NFU 2010: Kendall calls for 'smart spending'
FARMERS are capable of doubling their wheat and oilseed rape production while reducing greenhouse gas emissions and benefitting biodiversity over the next few decades.
But this will only be possible with the assistance of ‘sensible financial incentives and smarter Government spending’, Peter Kendall will tell the NFU conference today (Tuesday, February 22).
Mr Kendall will kick start a two-day conference in Birmingham that will be dominated by the thought of forthcoming elections.
It will start this morning with speeches from Defra Secretary Hilary Benn and his Conservative and Liberal Democrats shadows, Nick Herbert and Tim Farron. They will lay out their thoughts and policies on farming ahead of the expected May General Election.
The conference will end on Wednesday evening with elections for the top three NFU officeholder positions.
Mr Kendall, who is facing a challenge from outspoken Somerset farmer Derek Mead, will claim in his opening speech that British farmers and growers have ‘won the debate that farming matters’. He will turn his attention to how, with the help of Government, ‘farming can deliver’.
Speaking ahead of the conference, Mr Kendall said: “We have politicians who will be making far reaching decisions about farming on the platform today and I want to take the opportunity to really drive home what farming can deliver for them and the people of this country in the future.
“It was Nobel Prize winner Norman Borlaug who said ‘in the next 50 years we are going to have to produce more food than we have in the last 10,000 years’.
“In response to this challenge, farmers could double their wheat and oilseed rape production while reducing greenhouse gas emissions and benefitting biodiversity.
“While producing more food we also have the capacity to generate power through hundreds of on farm anaerobic digestion plants using farm slurry and waste.
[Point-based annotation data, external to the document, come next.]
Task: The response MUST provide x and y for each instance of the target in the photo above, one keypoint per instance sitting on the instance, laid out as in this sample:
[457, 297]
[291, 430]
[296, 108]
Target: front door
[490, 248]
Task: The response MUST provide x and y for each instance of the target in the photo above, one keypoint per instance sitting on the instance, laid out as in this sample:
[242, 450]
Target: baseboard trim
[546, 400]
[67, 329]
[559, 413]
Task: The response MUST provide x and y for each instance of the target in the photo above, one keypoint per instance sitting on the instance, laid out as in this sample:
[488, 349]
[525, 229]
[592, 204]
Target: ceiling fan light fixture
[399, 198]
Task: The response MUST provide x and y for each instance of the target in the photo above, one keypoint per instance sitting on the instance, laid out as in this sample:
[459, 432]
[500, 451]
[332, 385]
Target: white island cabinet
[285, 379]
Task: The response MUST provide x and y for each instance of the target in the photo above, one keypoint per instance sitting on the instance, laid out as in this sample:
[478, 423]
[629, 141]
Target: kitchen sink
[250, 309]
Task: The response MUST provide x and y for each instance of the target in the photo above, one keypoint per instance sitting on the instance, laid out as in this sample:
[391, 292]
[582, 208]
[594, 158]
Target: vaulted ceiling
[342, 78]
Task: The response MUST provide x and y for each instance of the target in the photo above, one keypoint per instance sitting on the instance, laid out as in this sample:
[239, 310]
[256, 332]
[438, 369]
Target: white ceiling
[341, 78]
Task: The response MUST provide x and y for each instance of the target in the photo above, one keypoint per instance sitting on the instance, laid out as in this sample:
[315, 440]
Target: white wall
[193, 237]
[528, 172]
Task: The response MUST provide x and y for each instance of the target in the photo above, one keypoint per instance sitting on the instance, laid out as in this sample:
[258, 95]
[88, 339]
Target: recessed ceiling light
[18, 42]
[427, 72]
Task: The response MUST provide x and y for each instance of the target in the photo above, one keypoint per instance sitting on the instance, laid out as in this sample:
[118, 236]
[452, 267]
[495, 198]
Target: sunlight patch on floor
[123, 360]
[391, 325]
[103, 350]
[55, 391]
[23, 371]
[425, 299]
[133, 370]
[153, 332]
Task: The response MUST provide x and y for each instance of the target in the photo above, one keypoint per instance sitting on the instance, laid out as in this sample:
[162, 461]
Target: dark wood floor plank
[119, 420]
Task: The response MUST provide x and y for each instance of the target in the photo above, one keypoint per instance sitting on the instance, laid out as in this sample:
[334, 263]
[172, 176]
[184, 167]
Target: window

These could also turn farm manures into fertiliser for re-use on soils and cut down on greenhouse gas emissions – everybody wins.
“But – and this is a big but – unless Government agrees to sensible financial incentives and smarter spending, the solutions on offer will be strangled at birth. It is not about spending more – it’s about spending wisely.”
He questioned how Single Payments in England cost, on average, £1,740 to process compared with £285 in Scotland and how the Australian cattle tracing system covering 28 million cattle costs £1.6m a year while the English system covering only 10m cattle costs far more.
“Savings in these areas could release money for essential research and development for food production. The £15m announced recently by the BBSRC to get research from the laboratory to the field is a great start but it is overshadowed when we consider the bankers’ bailout package of £37 billion. We are not asking Ministers to spend more money, just use what they do have wisely.”